Deputy M.R. Higgins:
Deputy Le Hérissier, when he was questioning, his concern was I think about Jersey companies, whether they actually had a presence in the Island. My understanding is ...
Senator A.J.H. Maclean: Sorry?
Deputy M.R. Higgins:
He was, I think, going on about whether the company was based here and had a real presence here or
whether it was just registered in Jersey. I take it obviously these provisions will apply to any company, whether it is ...

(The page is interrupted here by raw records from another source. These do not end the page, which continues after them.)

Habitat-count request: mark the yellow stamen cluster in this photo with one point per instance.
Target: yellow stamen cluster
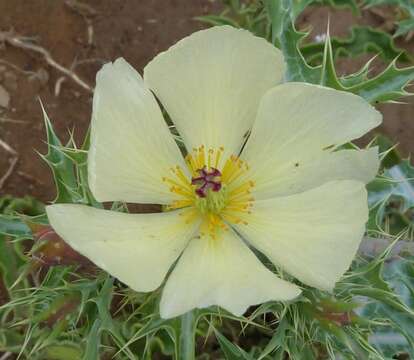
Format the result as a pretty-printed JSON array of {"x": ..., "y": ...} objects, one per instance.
[{"x": 230, "y": 204}]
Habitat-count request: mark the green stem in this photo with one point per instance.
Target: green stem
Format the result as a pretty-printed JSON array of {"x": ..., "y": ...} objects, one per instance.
[{"x": 186, "y": 343}]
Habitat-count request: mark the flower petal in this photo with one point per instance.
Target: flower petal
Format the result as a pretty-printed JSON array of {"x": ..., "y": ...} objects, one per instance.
[
  {"x": 224, "y": 272},
  {"x": 211, "y": 83},
  {"x": 297, "y": 124},
  {"x": 138, "y": 249},
  {"x": 312, "y": 235},
  {"x": 360, "y": 165},
  {"x": 131, "y": 146}
]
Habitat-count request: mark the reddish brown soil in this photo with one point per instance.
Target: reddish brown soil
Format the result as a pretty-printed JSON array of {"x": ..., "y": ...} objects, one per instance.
[{"x": 136, "y": 30}]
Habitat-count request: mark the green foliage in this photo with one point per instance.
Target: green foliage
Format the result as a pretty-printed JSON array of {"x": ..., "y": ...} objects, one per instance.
[
  {"x": 74, "y": 312},
  {"x": 362, "y": 40},
  {"x": 279, "y": 27}
]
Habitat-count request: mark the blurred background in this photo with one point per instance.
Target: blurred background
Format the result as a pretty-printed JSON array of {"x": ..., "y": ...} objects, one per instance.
[{"x": 52, "y": 49}]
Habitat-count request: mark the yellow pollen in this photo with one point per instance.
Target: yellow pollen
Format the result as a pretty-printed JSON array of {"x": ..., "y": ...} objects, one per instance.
[{"x": 229, "y": 202}]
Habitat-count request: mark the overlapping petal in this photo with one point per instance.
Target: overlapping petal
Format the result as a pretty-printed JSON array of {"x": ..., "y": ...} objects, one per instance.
[
  {"x": 131, "y": 145},
  {"x": 291, "y": 178},
  {"x": 211, "y": 83},
  {"x": 312, "y": 235},
  {"x": 221, "y": 272},
  {"x": 138, "y": 249},
  {"x": 297, "y": 126}
]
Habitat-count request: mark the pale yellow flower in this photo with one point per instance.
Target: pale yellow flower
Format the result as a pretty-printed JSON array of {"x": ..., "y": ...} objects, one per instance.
[{"x": 262, "y": 171}]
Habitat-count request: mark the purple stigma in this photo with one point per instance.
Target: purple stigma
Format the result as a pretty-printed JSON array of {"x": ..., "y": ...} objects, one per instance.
[{"x": 207, "y": 180}]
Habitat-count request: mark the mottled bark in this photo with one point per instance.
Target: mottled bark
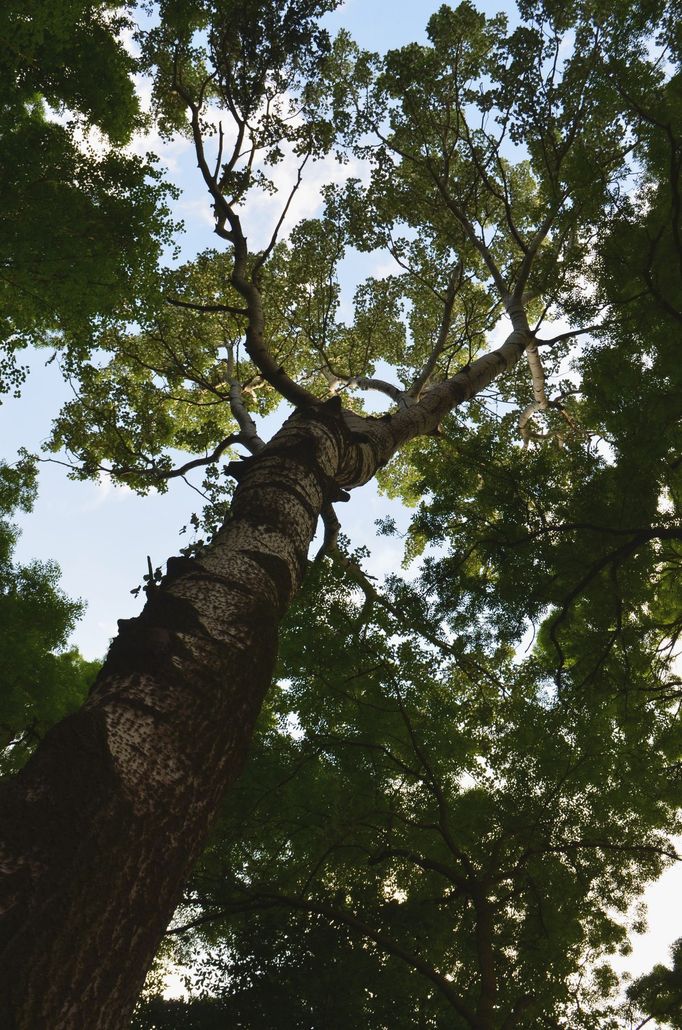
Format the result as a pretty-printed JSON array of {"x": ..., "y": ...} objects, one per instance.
[{"x": 102, "y": 827}]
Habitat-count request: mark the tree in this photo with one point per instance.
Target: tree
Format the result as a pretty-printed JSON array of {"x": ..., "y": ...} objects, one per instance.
[
  {"x": 41, "y": 682},
  {"x": 496, "y": 172},
  {"x": 435, "y": 845}
]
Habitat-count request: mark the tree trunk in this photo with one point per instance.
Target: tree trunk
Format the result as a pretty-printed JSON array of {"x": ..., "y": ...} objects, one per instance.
[{"x": 102, "y": 827}]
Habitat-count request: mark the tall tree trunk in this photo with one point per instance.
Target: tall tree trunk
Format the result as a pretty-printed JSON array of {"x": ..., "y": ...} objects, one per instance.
[{"x": 103, "y": 825}]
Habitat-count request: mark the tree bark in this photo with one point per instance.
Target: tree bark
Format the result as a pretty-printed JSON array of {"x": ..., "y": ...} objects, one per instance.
[{"x": 102, "y": 827}]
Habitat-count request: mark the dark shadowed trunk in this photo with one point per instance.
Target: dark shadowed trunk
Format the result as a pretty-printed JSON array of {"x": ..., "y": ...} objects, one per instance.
[{"x": 103, "y": 825}]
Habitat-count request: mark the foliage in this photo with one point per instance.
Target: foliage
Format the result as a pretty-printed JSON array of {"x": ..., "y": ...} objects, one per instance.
[
  {"x": 464, "y": 781},
  {"x": 41, "y": 681},
  {"x": 83, "y": 220}
]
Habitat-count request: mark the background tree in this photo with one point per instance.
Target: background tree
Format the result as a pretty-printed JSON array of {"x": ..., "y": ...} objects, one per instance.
[
  {"x": 495, "y": 168},
  {"x": 41, "y": 681}
]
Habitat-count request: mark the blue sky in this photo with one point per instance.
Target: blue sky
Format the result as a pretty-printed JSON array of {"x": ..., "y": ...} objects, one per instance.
[{"x": 100, "y": 534}]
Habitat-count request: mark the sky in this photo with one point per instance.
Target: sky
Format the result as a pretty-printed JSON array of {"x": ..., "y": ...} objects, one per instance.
[{"x": 101, "y": 534}]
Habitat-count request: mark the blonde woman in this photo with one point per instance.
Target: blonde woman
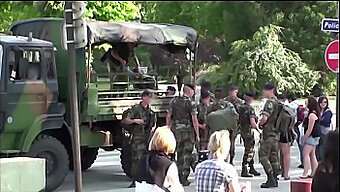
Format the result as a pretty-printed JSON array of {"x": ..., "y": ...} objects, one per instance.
[
  {"x": 214, "y": 174},
  {"x": 156, "y": 172}
]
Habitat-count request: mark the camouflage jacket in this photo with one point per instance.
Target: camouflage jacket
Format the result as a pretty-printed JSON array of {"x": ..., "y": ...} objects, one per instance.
[
  {"x": 203, "y": 111},
  {"x": 236, "y": 102},
  {"x": 246, "y": 112},
  {"x": 271, "y": 110},
  {"x": 139, "y": 112},
  {"x": 220, "y": 104},
  {"x": 181, "y": 109}
]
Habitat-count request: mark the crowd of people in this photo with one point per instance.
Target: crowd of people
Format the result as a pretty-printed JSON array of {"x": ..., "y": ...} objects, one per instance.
[{"x": 158, "y": 169}]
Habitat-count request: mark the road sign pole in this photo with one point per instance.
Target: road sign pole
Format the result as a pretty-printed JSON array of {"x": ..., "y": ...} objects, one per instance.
[{"x": 73, "y": 95}]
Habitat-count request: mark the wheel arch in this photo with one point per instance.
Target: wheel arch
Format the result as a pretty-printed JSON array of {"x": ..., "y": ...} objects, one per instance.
[{"x": 53, "y": 125}]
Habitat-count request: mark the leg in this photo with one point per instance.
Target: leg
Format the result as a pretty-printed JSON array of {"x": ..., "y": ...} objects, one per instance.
[
  {"x": 307, "y": 149},
  {"x": 232, "y": 137},
  {"x": 314, "y": 162},
  {"x": 264, "y": 155},
  {"x": 286, "y": 159}
]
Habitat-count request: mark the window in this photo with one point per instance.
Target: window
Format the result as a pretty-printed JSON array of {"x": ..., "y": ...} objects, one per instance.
[
  {"x": 49, "y": 56},
  {"x": 24, "y": 64}
]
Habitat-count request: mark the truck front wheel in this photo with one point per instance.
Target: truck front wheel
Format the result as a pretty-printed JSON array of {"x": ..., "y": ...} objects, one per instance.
[{"x": 56, "y": 156}]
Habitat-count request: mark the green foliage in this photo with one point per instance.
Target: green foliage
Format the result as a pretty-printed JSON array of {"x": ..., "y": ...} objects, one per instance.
[{"x": 264, "y": 59}]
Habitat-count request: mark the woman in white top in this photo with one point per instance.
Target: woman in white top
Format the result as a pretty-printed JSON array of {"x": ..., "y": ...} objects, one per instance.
[
  {"x": 214, "y": 174},
  {"x": 157, "y": 173}
]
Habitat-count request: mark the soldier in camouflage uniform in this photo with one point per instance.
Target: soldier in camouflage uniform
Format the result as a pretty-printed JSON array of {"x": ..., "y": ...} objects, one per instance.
[
  {"x": 237, "y": 102},
  {"x": 248, "y": 121},
  {"x": 182, "y": 118},
  {"x": 205, "y": 87},
  {"x": 203, "y": 110},
  {"x": 144, "y": 121},
  {"x": 268, "y": 152}
]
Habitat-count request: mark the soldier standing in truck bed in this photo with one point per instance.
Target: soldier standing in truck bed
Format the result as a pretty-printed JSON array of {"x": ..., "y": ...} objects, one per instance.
[
  {"x": 144, "y": 121},
  {"x": 269, "y": 143},
  {"x": 248, "y": 122},
  {"x": 203, "y": 111},
  {"x": 182, "y": 118},
  {"x": 237, "y": 102}
]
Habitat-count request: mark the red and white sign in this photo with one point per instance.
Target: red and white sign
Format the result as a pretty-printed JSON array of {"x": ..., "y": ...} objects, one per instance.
[{"x": 332, "y": 56}]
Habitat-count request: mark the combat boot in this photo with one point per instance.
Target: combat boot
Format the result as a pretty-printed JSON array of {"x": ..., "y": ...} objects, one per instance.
[
  {"x": 253, "y": 171},
  {"x": 271, "y": 181},
  {"x": 244, "y": 172}
]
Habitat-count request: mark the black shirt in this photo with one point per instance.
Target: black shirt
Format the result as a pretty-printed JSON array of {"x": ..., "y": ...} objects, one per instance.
[{"x": 153, "y": 168}]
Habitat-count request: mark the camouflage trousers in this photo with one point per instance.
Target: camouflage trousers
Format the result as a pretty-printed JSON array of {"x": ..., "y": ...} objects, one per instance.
[
  {"x": 138, "y": 149},
  {"x": 268, "y": 155},
  {"x": 249, "y": 151},
  {"x": 185, "y": 158},
  {"x": 232, "y": 136}
]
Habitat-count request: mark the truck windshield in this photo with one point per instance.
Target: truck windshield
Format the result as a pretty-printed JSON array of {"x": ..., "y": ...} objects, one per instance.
[{"x": 1, "y": 54}]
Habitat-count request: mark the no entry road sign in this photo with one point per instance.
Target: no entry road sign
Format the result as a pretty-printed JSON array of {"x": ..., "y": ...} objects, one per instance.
[{"x": 332, "y": 56}]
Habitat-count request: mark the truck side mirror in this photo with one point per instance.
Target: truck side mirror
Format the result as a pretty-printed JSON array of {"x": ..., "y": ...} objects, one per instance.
[{"x": 23, "y": 66}]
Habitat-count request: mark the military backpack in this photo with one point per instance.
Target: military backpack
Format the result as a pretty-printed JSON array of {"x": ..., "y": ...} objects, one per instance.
[{"x": 286, "y": 119}]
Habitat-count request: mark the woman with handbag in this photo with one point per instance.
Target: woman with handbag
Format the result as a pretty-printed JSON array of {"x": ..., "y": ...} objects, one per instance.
[
  {"x": 311, "y": 137},
  {"x": 325, "y": 124}
]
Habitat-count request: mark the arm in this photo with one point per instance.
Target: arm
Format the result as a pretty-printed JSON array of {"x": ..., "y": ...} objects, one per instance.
[
  {"x": 168, "y": 119},
  {"x": 173, "y": 179},
  {"x": 311, "y": 121}
]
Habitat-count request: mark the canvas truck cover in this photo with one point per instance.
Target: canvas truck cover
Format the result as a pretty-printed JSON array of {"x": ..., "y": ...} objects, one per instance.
[
  {"x": 223, "y": 119},
  {"x": 99, "y": 32}
]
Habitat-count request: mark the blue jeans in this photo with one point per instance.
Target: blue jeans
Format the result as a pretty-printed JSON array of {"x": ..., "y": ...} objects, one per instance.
[{"x": 296, "y": 129}]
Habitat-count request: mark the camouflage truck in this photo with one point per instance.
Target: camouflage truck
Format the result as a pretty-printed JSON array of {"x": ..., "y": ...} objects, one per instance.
[{"x": 35, "y": 111}]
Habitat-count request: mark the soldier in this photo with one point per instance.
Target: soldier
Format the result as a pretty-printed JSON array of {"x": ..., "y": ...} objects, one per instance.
[
  {"x": 144, "y": 120},
  {"x": 237, "y": 102},
  {"x": 182, "y": 118},
  {"x": 248, "y": 121},
  {"x": 205, "y": 87},
  {"x": 268, "y": 152},
  {"x": 203, "y": 109},
  {"x": 220, "y": 102}
]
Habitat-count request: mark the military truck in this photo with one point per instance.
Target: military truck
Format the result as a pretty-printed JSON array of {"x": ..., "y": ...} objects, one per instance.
[{"x": 34, "y": 109}]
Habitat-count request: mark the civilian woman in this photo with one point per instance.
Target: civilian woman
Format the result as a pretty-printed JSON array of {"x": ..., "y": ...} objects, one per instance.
[
  {"x": 156, "y": 172},
  {"x": 214, "y": 174},
  {"x": 326, "y": 177},
  {"x": 311, "y": 137},
  {"x": 325, "y": 124}
]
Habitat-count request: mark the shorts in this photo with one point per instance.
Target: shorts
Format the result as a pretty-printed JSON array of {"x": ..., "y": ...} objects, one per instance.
[
  {"x": 313, "y": 141},
  {"x": 286, "y": 137}
]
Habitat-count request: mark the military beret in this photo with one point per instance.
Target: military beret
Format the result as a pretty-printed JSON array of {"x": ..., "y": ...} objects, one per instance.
[
  {"x": 191, "y": 86},
  {"x": 219, "y": 89},
  {"x": 205, "y": 84},
  {"x": 233, "y": 88},
  {"x": 171, "y": 88},
  {"x": 205, "y": 95},
  {"x": 147, "y": 93},
  {"x": 248, "y": 94},
  {"x": 281, "y": 96},
  {"x": 269, "y": 86}
]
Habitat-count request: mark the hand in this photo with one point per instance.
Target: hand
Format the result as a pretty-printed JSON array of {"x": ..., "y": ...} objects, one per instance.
[
  {"x": 198, "y": 138},
  {"x": 138, "y": 121},
  {"x": 123, "y": 62},
  {"x": 303, "y": 140}
]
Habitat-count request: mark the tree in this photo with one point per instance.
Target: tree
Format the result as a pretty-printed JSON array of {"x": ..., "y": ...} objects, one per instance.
[{"x": 254, "y": 62}]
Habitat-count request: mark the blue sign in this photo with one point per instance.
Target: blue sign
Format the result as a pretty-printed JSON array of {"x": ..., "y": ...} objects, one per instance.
[{"x": 331, "y": 25}]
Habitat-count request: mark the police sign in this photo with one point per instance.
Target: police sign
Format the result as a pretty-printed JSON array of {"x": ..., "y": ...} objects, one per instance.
[{"x": 331, "y": 25}]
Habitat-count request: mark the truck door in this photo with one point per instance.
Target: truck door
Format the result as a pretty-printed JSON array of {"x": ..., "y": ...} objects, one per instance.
[{"x": 26, "y": 89}]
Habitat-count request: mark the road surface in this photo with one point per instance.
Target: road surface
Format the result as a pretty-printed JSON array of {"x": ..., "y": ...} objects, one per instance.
[{"x": 106, "y": 174}]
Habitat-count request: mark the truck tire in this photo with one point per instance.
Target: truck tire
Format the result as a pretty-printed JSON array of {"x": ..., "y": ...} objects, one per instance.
[
  {"x": 125, "y": 160},
  {"x": 88, "y": 157},
  {"x": 56, "y": 156}
]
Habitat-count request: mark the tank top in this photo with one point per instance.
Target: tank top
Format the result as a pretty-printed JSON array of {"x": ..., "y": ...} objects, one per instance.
[
  {"x": 316, "y": 132},
  {"x": 153, "y": 168}
]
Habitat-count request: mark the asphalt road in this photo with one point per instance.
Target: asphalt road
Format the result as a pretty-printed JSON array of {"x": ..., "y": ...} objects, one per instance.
[{"x": 106, "y": 174}]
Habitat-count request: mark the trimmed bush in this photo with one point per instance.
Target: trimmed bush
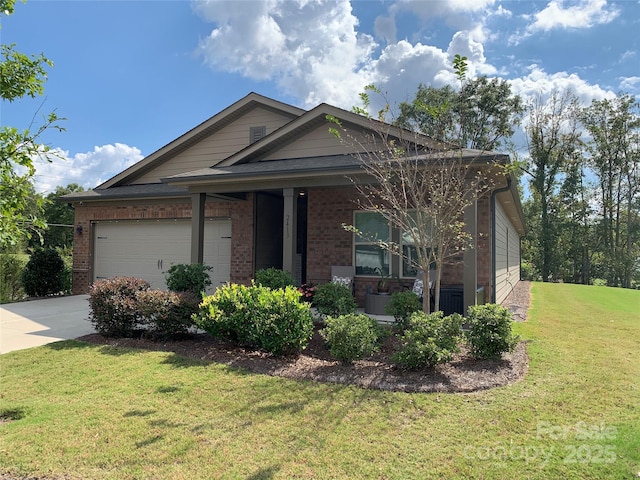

Senator A.J.H. Maclean: Any company.
Deputy M.R. Higgins:
Yes, so it is not just having a presence in the Island and so on. So, in terms of the fact that, let us say, it is a non-resident company, they do not have a presence here and there is income coming and everything else, why are we making these changes? Because it benefits both, or is it to attract more people on to the companies register or what?
Senator A.J.H. Maclean:
It is making the Jersey company more competitive for all the reasons that have been previously stated.
Advocate P. Byrne:
I think just to add we have been out of line with English companies law since 1985 as regards the three- quarters majority, and that is in line with many other Commonwealth jurisdictions. So we were seeing a number of English lawyers who were drafting articles of association and they were just instinctively putting in the three-quarters requirement. Occasionally, where we only saw this after the event, we were having to say: "For a boring technical reason ... that could be entirely void." So, I think from the lawyers' and the practitioners' perspective it was the mismatch with English law and other Commonwealth jurisdictions. Of course, from just the perception perspective, it is very much raising the bar. So you are allowing a smaller minority to be able to block these ...
Mr. M. de Forest-Brown:
It has nothing to do with substance whatsoever. This is totally separate from the issue of substance.
Deputy M.R. Higgins:
I am just addressing his concerns. The other thing, too, is ...
Mr. M. de Forest-Brown:
Sorry, does he have a concern that we should properly address or ...?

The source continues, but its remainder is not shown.